There was plenty of radio traffic, but of limited usefulness, someone’s casserole, someone’s new antenna or equipment, whether or not sporadic “e” was open for skywave propagation. It was exhausting, trying to make sense of it all.

He closed his eyes. Then he heard Lachs give the order to surface, and opened them again, sitting up with interest. The watch was called topside. They did not come tumbling down again immediately; so after a moment he went up to join Lachs on the bridge.

“There’s a small boat tethered to port,” Lachs told him. “With no lights. And very little evidence of any movement otherwise. I thought we might send a small boarding party, introduce ourselves. There’s a pumproom forward that will do the trick for us, do I remember that right?”

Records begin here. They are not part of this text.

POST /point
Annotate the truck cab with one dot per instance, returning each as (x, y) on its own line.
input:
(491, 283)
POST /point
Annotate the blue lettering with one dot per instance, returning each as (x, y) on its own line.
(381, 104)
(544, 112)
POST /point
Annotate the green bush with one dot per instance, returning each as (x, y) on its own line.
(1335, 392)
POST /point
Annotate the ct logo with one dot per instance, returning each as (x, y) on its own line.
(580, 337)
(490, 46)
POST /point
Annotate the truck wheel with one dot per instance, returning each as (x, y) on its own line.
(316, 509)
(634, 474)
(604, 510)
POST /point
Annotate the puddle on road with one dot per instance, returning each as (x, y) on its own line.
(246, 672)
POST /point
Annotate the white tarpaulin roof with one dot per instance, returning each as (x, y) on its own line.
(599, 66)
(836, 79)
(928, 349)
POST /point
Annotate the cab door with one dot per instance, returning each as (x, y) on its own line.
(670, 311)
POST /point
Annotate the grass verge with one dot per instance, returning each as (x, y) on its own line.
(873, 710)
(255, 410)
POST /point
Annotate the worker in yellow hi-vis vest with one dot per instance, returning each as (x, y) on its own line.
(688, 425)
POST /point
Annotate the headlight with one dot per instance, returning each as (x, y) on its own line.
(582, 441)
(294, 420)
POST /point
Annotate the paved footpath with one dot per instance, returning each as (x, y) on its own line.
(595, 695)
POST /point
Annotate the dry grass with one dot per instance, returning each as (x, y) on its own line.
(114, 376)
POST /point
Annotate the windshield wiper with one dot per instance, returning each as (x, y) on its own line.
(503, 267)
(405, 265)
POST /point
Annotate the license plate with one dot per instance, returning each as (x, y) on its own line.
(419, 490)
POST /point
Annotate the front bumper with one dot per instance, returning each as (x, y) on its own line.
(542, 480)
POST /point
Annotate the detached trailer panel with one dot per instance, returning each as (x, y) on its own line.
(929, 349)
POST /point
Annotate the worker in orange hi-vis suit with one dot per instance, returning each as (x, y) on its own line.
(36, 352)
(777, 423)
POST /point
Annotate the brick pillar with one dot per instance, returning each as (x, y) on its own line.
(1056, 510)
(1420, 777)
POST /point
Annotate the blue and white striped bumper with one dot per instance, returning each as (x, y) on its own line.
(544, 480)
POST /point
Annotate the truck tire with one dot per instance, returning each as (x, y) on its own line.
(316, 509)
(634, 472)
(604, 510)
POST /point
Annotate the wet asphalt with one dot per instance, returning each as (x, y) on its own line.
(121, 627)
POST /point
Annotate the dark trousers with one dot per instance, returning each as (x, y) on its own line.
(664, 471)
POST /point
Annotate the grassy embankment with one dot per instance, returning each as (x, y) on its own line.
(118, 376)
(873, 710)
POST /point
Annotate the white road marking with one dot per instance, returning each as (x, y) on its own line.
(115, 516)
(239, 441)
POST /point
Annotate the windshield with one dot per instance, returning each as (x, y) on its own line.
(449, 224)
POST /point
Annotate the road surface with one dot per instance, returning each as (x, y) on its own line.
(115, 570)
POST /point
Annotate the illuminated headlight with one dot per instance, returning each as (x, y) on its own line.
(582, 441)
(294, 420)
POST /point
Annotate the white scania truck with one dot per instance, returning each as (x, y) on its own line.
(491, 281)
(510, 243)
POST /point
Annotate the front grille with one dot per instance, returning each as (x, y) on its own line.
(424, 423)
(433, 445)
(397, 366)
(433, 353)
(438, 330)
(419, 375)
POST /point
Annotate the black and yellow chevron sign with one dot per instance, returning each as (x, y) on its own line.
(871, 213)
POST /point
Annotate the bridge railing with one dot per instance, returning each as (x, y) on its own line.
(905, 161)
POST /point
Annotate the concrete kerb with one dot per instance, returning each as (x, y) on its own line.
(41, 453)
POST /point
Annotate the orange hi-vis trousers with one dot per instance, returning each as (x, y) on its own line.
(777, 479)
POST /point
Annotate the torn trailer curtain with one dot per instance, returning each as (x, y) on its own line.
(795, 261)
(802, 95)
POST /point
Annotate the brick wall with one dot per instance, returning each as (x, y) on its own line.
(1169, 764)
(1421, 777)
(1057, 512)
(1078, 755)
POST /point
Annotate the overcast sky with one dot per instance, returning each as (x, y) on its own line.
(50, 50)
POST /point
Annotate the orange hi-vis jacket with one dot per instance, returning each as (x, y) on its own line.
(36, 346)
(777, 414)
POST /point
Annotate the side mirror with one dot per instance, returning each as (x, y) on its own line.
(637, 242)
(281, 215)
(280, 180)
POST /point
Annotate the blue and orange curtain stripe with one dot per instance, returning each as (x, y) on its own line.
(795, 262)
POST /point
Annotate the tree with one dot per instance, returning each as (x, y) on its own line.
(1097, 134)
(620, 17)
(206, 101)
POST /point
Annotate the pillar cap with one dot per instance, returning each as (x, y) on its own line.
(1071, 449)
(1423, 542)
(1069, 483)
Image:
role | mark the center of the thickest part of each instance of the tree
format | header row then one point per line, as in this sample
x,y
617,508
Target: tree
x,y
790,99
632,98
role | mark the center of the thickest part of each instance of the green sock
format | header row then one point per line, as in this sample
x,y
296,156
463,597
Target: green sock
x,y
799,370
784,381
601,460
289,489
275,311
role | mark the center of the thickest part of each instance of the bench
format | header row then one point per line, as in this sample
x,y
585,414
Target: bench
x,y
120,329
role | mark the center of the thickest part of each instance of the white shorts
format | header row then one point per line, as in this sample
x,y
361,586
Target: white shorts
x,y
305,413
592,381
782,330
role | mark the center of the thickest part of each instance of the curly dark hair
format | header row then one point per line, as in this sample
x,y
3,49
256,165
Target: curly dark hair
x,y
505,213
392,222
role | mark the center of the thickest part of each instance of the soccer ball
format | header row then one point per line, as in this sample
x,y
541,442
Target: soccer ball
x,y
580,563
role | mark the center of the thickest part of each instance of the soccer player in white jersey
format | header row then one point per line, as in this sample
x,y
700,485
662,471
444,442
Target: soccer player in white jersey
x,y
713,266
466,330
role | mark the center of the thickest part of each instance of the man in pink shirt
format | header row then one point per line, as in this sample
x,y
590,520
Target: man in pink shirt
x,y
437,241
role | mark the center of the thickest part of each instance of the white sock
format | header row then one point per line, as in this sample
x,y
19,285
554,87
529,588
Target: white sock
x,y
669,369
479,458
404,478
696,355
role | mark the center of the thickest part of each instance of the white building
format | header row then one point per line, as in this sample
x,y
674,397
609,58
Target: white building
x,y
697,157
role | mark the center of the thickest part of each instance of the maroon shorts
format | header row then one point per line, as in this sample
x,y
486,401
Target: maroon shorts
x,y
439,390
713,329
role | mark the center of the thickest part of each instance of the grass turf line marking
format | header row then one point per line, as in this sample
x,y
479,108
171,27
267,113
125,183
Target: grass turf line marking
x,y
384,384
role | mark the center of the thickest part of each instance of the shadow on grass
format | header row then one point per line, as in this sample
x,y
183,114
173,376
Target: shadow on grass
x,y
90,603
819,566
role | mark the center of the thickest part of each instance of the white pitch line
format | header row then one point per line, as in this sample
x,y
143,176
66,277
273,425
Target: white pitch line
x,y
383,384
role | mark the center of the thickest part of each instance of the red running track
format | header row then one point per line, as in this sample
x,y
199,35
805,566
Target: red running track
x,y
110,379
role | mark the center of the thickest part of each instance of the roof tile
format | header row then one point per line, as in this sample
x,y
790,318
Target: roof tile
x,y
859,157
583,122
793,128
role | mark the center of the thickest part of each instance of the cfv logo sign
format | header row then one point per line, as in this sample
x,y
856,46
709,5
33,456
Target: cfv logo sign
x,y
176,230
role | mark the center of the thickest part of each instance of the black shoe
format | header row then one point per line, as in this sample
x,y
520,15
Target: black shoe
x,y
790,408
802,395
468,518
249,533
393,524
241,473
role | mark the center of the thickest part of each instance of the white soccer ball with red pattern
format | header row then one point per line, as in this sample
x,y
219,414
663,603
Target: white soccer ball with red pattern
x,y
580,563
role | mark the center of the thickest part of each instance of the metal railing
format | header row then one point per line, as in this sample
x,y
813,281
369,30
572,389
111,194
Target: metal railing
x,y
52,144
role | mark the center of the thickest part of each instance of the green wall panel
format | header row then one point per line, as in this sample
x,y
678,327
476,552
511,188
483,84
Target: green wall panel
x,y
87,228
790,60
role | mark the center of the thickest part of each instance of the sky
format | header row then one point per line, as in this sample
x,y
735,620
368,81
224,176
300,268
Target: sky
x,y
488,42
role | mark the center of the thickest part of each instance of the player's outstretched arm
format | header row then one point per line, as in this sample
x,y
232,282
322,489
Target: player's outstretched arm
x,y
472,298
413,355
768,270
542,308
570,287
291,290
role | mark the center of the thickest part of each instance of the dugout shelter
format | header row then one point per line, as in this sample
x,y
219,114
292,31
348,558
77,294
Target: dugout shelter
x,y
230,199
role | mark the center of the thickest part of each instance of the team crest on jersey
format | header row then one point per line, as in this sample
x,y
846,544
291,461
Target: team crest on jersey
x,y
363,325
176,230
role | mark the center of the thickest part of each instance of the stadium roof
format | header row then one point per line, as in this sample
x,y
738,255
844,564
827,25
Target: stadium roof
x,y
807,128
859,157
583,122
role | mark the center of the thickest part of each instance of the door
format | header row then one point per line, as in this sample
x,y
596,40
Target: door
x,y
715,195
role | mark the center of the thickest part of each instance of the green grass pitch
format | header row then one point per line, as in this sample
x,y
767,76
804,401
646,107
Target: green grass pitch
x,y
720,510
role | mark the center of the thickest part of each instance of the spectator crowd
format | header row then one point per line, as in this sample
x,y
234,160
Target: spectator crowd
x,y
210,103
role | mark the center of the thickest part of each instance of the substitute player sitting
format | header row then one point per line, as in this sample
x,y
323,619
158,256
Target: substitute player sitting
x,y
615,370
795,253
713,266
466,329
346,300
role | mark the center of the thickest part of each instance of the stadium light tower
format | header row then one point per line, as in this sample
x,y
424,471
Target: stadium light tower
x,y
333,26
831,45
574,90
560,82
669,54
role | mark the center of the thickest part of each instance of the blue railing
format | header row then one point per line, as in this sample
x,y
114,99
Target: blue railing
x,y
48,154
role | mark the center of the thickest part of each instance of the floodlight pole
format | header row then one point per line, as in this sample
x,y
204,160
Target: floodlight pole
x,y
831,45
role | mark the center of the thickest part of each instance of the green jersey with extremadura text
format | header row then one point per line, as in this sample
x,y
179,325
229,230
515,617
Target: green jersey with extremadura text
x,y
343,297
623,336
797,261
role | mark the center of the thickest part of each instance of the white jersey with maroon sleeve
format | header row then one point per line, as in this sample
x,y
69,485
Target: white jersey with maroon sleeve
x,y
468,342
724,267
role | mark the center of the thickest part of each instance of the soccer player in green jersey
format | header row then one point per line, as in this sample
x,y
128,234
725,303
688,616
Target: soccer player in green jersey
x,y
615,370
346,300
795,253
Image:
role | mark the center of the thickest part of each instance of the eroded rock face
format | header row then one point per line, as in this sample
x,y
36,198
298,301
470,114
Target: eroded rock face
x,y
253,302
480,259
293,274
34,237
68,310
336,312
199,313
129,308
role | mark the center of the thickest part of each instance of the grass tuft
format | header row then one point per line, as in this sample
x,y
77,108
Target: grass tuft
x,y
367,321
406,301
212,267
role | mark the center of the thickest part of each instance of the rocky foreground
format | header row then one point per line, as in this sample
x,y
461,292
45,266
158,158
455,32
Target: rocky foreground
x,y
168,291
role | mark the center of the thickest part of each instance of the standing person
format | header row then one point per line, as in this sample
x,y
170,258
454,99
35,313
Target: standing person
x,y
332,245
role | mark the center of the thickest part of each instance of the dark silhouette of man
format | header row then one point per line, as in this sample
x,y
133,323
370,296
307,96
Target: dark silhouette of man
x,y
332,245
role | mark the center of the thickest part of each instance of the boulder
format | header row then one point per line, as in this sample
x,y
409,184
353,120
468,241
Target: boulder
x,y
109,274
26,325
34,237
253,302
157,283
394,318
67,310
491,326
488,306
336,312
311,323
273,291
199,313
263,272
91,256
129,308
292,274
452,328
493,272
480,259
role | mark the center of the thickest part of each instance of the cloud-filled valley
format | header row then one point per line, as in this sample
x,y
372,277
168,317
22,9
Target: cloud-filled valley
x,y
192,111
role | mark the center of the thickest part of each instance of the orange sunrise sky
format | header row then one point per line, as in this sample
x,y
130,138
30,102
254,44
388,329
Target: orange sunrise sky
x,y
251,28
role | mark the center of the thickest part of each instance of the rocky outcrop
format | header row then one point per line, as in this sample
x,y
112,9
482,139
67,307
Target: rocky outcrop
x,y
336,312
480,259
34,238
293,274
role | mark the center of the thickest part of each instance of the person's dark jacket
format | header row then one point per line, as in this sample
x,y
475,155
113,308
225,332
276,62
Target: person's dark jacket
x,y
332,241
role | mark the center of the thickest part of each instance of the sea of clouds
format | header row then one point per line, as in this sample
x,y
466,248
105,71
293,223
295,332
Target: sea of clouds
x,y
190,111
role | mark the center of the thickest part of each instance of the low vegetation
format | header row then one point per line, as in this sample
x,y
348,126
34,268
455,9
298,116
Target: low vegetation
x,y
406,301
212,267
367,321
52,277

And the galley had been immediately below officer’s quarters which had been in turn below the bridge deck, with the store-rooms below that. Oh, the store-rooms. They’d been like Christmas morning, after weeks on a U-boat. “Just as you say, Herr Kahloin. A few men to secure the tethered boat in case there is an alarm, and seven or eight up the other side, I wonder?”

Lachs nodded, smiling, though his grin was but dimly glimpsed in the dark, half-masked as it was already by a week’s growth of beard. “I will await your gleanings, if there are any. Your action, EinsVo.”

No more needed to be said.

Within the hour their largest inflatable had been secured to the starboard side of the freighter where the anchor-point was in easy reach of the ladder going up, and Goond’s kommando were going up it. He’d brought a pistol; for the rest, they would rely on surprise and sheer body heft, because Goond had drawn some crew from the torpedo room and those men were accustomed to managing the heavy and ungainly “eels” in all manner of conditions. Men weighed much less, and required less careful handling; it was much less important if men were damaged.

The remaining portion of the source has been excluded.